6. The method according to claim 5, wherein step a) can be advantageously carried out at a temperature in the range of 80°C to 150°C, most preferably 100°C to 140°C.

7. The method according to claim 5 or 6, wherein the stoichiometric ratio of the starting reactants in step a) is 1.50 to 0.50 equivalents: 0.50 to 1.50 equivalents of the phenol compound containing at least one hydroxyl group, and a phenol-terminated oligomer or molecule (compound (IV)) of 1.0 equivalent is produced.

8. The amino alcohol in formula (V) is R * The method according to any one of claims 5 to 7, wherein the linear amino alcohol contains a group and has a primary amine moiety and an aliphatic hydroxyl moiety.

9. The method according to any one of claims 5 to 8, wherein the primary amine is selected from the group consisting of allylamine, methylamine, ethylamine, propylamine, butylamine, isopropylamine, hexylamine, cyclohexylamine, stearylamine, 2-aminofluorene, aminophenylacetylene, propargyl etheraniline, 4-aminobenzonitrile, furfurylamine, and aniline, or a mixture thereof.

10. In step b), the stoichiometric ratios of the starting reactants, phenol-terminated oligomers or molecules (IV): amino alcohol (V): primary amine (VI): paraformaldehyde (VII), are 1.0 equivalent: z(x'+x'') equivalent: z(y'+y'') equivalent: 2.0 z equivalent, producing 1.0 equivalent of a single ester-containing benzoxazine monomer, where x', x'', y', and y'' are independently between 0 and 1, and y' = 1 - x'; y'' = The method according to any one of claims 5 to 9, wherein z is 1 - x'', and both the x' and x'' values ​​are not 0; x' + x'' = 1 - (y' + y''), and 0 ≤ y' + y'' < 1; and z is 1, 2, or 3.

11. A method for preparing a polybenzoxazine derivative vitrimer, comprising the step of polymerizing a single ester-containing benzoxazine monomer of formula (I), which can be obtained by any one of claims 1 to 4 or any one of claims 5 to 10, at a temperature in the range of 100°C to 250°C for 1 to 24 hours.

12. The following features: (i) T 100°C to 250°C; preferably 130°C to 220°C, more preferably 130°C to 190°C v Value, and (ii) 100°C to 300°C, preferably 130°C to 200°C, more preferably 130°C to 180°C, ≥ T v The relaxation temperature value is a value.

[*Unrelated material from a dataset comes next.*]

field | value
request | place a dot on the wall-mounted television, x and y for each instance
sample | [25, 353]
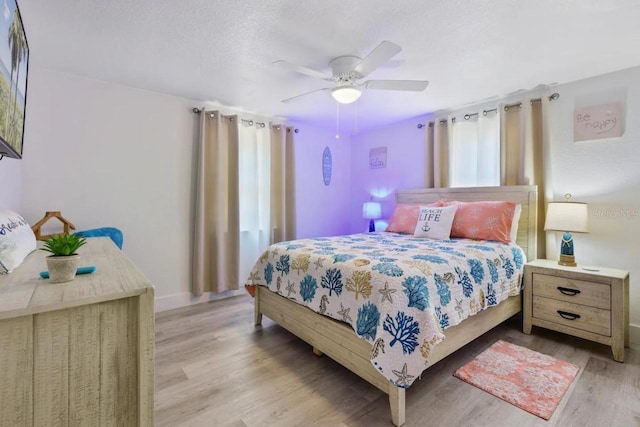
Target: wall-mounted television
[14, 60]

A polybenzoxazine derivative vitrimer exhibiting at least one of the following.

13. Relaxation period of 0.5 seconds to 2 hours, preferably 1 second to 1 hour, more preferably 5 seconds to 50 minutes; Activation energies related to relaxation time, ranging from 50 kJ / mol to 200 kJ / mol, preferably 70 kJ / mol to 170 kJ / mol, more preferably 100 kJ / mol to 160 kJ / mol; and Processing temperature of 100°C to 250°C, preferably 130°C to 250°C, more preferably 150°C to 200°C, and most preferably 150°C to 170°C. The polybenzoxazine derivative vitrimer according to claim 12, which shows the above.